Grundbestandteil dieses Konzeptes zur weiteren Einbeziehung der Öffentlichkeit werden drei Maßnahmen sein:

  • Informationsveranstaltungen: Im Rahmen des Bebauungsplanverfahrens soll jeweils im Juni und Juli dieses Jahres eine Informations- und Diskussionsveranstaltung mit dem Oberbürgermeister und dem Stadtbaurat stattfinden. Hierbei sollen Gutachten zum Verkehr, Lärm, Einzelhandel, Verschattung und energetischen Konzept, aber auch konzeptionelle Überlegungen zum öffentlichen Personennahverkehr präsentiert und zur Diskussion gestellt werden. Zudem soll bei den Veranstaltungen auf das vertiefte städtebauliche Konzept eingegangen werden.
  • Einrichtung einer Anwaltsplanung: Mit Blick auf den fortschreitenden Planungsprozess soll eine Anwaltsplanung eingerichtet werden, um den Menschen vor Ort einerseits bei der Interessenformulierung und -aggregation zu helfen und andererseits fachlichen Rat und organisatorische Unterstützung in Verfahrensangelegenheiten anzubieten.
  • Baustellenkommunikation: Die Wasserstadt Limmer Projektentwicklung GmbH (WLEG) wird die Baustellenkommunikation übernehmen und unmittelbar am Baugebiet Vorkehrungen treffen, sodass Interessierte sich über Details des Bauprojekts informieren und aktiv vor Ort darüber diskutieren können.

Die Einbeziehung der Öffentlichkeit wird aber nicht auf das Bebauungsplanverfahren beschränkt bleiben. Ergänzend soll eine Ideenwerkstatt zu Themen wie alter(n)sgerechte Quartiersentwicklung, Familien und Inklusion durch die Fachbereiche Soziales und Senioren organisiert werden. Zudem sollen die Menschen nach Bezug erster Wohnungen an der Gestaltung von öffentlichen Spielflächen beteiligt werden.

Eine vom Bezirksrat Linden-Limmer in dieser Angelegenheit geforderte Befragung hält die Verwaltung nicht für sinnvoll, denn diese wäre mit einem hohen zeitlichen Aufwand verbunden und würde lediglich unspezifische und damit weniger aussagefähige Ergebnisse erzielen.

Hintergrundinformationen

Die Stadt Hannover hat die Planung für den ersten Bauabschnitt in enger Abstimmung mit der Wasserstadt Limmer GmbH konkretisiert. Diese entspricht der aktuellen Beschlusslage. Wesentliche Bestandteile des Konzeptes bleiben die vier großzügigen Grünflächen zwischen beiden Kanalläufen sowie die bereits im Flächennutzungsplan dargestellte Haupterschließung. Die Bebauungsabstände zum Ufer des Leineverbindungskanals wurden ebenfalls berücksichtigt.
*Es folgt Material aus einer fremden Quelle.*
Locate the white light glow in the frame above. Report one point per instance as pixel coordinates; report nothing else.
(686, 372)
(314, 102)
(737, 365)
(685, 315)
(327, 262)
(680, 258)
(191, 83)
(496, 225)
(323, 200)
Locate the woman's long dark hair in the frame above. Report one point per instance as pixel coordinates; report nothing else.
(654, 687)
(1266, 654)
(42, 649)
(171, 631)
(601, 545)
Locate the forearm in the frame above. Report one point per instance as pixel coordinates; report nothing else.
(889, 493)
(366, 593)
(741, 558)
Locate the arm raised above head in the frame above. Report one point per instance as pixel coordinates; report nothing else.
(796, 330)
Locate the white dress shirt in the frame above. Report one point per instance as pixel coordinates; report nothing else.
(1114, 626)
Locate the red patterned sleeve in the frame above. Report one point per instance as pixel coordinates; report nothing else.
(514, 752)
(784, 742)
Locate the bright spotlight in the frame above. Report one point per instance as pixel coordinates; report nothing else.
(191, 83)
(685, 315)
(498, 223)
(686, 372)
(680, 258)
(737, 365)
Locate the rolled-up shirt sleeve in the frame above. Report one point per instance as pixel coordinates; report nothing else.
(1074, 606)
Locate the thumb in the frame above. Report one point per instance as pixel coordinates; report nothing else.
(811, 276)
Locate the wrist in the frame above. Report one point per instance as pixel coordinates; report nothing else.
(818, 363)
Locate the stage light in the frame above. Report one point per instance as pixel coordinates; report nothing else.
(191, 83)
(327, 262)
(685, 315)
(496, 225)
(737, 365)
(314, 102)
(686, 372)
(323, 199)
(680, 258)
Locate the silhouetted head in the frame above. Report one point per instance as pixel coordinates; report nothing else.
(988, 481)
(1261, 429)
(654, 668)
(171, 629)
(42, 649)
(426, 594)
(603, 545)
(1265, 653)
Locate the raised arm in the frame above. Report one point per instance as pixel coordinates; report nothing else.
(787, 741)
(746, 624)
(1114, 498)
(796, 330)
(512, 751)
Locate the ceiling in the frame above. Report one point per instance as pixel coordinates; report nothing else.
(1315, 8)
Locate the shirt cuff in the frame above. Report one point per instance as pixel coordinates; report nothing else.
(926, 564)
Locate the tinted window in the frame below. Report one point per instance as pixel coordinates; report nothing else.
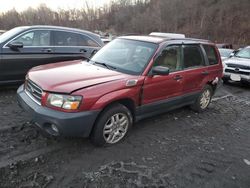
(62, 38)
(171, 58)
(192, 56)
(35, 38)
(211, 54)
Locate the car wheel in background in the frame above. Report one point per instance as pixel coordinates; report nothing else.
(204, 99)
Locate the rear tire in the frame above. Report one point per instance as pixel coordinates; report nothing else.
(112, 125)
(204, 99)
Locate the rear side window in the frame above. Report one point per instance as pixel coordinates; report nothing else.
(62, 38)
(171, 58)
(192, 56)
(211, 54)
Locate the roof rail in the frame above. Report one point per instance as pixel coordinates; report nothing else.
(168, 35)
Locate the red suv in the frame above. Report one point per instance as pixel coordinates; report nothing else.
(129, 79)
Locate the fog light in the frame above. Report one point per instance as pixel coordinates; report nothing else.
(54, 128)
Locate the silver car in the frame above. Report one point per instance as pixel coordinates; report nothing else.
(237, 68)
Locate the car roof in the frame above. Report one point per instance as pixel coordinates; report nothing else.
(158, 39)
(93, 35)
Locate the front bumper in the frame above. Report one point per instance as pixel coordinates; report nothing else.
(77, 124)
(243, 77)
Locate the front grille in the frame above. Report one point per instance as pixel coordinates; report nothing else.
(237, 72)
(238, 66)
(34, 91)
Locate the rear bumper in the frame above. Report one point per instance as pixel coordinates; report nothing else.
(77, 124)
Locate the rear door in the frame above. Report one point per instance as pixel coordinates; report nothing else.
(195, 69)
(72, 46)
(215, 68)
(162, 91)
(36, 51)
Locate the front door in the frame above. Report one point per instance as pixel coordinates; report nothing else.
(195, 69)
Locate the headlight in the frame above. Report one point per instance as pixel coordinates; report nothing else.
(67, 102)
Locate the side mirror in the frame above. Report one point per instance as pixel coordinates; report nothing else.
(160, 70)
(15, 45)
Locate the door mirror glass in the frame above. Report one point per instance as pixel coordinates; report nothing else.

Im ersten Bauabschnitt nördlich der Wunstorfer Straße sind rund 500 Geschosswohnungen und 50 Reihenhäuser geplant. Hochgerechnet auf das gesamte Projekt würden circa 2.000 Wohnungen gebaut (1.800 im Geschosswohnungsbau und 200 Einfamilienhäuser). Die geplante Gebäudehöhe ist zwei- bis viergeschossig. Höhergeschossige Gebäude entlang des Leineverbindungskanals sind aufgrund der attraktiven Lage gegenüber der Leineaue denkbar.

Die WLEG wird in enger Abstimmung mit der Stadt die Voraussetzungen für die weitere Erschließung schaffen und den Verkauf einzelner Baufelder vorbereiten.